Billionaire who has spent much of his own money trying to impeach Trump is now running against him in Democratic primary


Marc Nozell (Flickr)

Tom Steyer at a “Need to Impeach” rally in Hanover, NH 2019

Jesse Tannous, Reporter

Tom Steyer, billionaire, philanthropist, environmentalist and impeachment activist, announced that he is running for president and is projecting a populist platform even some believe that a white, male, billionaire running as a ‘populist’ in a Democratic primary might be a hard sell.

But Steyer has been at the forefront of activism in his almost single-handed mission to impeach Donald J. Trump, funding much of the effort with his own money.

Steyer dismissed the notion that party line has much to do with his desire to take on Trump and addressed the main reasons via his official campaign video announcement for president—a message largely made up of issues that echo Steyer’s impeachment rational and the importance of getting rid of Trump and rampant corruption.

“Americans are deeply disappointed and hurt by the way they’re treated by what they think is the power elite in Washington D.C.,” Steyer said in the video. “And that goes across party lines and it goes across geography.”

The video announcement includes a parade of men in the Trump White House and in positions of power as chronicles the corruption that has followed, including Paul Manafort-the former Trump adviser, and Jeffery Epstein the investor who was indicted this past week of sex trafficking.

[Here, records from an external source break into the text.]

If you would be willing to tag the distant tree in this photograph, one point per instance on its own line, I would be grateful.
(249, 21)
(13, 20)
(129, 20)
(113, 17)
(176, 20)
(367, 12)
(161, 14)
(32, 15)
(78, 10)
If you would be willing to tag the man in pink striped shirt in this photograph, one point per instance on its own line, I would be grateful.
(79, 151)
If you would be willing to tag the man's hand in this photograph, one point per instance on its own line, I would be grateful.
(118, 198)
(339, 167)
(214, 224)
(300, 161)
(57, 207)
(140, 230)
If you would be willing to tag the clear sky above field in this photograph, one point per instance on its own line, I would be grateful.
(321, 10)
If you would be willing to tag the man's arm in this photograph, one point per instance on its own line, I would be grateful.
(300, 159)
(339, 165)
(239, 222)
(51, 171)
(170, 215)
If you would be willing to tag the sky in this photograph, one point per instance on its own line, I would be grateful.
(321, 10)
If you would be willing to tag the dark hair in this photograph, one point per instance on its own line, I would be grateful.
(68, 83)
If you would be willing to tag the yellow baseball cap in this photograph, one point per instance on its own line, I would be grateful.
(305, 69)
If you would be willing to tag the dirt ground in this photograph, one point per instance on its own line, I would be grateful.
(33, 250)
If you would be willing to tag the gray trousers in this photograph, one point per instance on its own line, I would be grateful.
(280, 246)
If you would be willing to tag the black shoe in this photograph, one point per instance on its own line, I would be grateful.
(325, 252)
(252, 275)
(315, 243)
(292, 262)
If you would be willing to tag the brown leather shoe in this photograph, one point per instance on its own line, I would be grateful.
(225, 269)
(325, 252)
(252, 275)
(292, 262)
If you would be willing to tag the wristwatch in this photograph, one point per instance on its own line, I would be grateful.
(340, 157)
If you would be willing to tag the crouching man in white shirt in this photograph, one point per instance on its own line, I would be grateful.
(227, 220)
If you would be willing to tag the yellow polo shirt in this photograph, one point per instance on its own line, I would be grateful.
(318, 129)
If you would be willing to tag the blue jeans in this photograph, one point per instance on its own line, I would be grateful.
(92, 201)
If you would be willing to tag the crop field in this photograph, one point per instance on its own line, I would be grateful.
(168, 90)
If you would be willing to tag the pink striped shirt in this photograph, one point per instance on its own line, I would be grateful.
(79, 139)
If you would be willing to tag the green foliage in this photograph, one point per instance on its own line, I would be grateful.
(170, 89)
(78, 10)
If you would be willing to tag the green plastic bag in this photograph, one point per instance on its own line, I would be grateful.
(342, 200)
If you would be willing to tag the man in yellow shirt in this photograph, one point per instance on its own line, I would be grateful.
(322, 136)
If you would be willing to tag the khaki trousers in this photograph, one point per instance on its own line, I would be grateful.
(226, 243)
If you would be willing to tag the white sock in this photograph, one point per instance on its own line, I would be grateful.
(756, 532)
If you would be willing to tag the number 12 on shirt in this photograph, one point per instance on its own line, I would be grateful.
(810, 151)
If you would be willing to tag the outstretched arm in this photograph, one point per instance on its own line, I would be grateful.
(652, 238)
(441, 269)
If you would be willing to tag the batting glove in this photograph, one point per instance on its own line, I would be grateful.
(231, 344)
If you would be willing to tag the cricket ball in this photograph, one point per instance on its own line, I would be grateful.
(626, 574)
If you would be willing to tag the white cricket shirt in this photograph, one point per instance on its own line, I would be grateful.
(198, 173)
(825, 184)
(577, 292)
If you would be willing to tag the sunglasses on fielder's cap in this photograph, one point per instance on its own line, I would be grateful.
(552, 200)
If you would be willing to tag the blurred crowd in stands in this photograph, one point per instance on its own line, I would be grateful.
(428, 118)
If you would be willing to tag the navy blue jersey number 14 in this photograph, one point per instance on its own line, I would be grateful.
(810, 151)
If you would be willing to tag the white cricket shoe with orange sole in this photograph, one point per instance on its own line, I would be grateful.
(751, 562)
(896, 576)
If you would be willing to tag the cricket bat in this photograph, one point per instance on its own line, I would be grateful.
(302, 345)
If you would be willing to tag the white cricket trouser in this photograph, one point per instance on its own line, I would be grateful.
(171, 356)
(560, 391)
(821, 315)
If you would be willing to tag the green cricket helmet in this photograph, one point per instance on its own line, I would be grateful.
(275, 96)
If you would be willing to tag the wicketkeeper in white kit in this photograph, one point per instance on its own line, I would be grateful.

While greed and corruption take center stage in the Steyer video, his own billions have managed to shift the Democratic primary after his announcement and claim that he is poised to spend, “At least $100 million” on the race and is reportedly buying up televisions ads in Iowa, New Hampshire and South Carolina—a state where he will focus much of his ‘on the ground’ campaigning early on.

The $100 million-dollar figure will far exceed the amount of the fund-raising efforts of frontrunner, Joseph R. Biden, Elizabeth Warren and Kamala Harris.

Steyer’s announcement also harshly criticized fossil-fuel companies for, “torching the planet” and drug companies for the opioid crisis and “banks screwing people on their mortgages.”

These are populist views, even if they are not being delivered by a traditional messenger.